Annisa, which means “women” in Arabic, primarily offers selections produced by female vintners/vineyard owners.
Anita will join Elizabeth Falkner and Amanda Cohen at the Chefs' Holiday Weekend in Yosemite January 20-21, 2016.
Koren Grieveson left Chicago’s Avec where she was one of Food & Wine's "Best New Chefs" in 2008 and won the James Beard Award for Best Chef America: Great Lakes in 2010. We all still swoon over her bacon-wrapped Medjool dates. She moved to New York, working briefly as chef de cuisine at Claudette, where the menu was Provencal meets North Africa.
As of June 2015 Grieveson brought her culinary prowess to Resto, a contemporary Belgian-inspired bistro located in Murray Hill. Using her influence from Mediterranean and African-inspired ingredients and spices she put her own personal stamp on the menu. The restaurant is open daily for lunch, dinner, as well as weekend brunch. With a nod to her work at Claudette, her Moules & Frites dish has harissa and she has added more vegetables, drawing on more North African influences.

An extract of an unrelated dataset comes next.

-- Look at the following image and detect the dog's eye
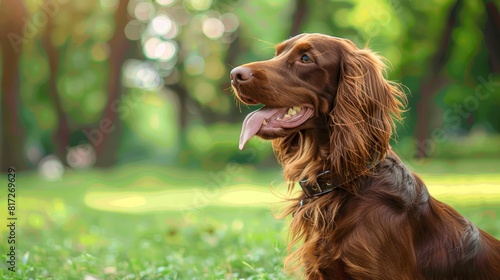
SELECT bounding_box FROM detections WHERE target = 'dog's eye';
[300,54,313,63]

Koren is the daughter of a chicken farmer in Luanda, Angola, and moved with her family as her father advanced in the industry from Iran, to England, to Brazil before settling in Connecticut in 1981. Koren joined the US Army in 1987, where she remained in service for eight years and began cooking. After leaving the Army, Koren transitioned to catering, providing food for the Lollapalooza festivals in New York City and famous bands, including the Rolling Stones and the Eagles. Having found her passion in the kitchen, Koren then went on to the Culinary Institute of America.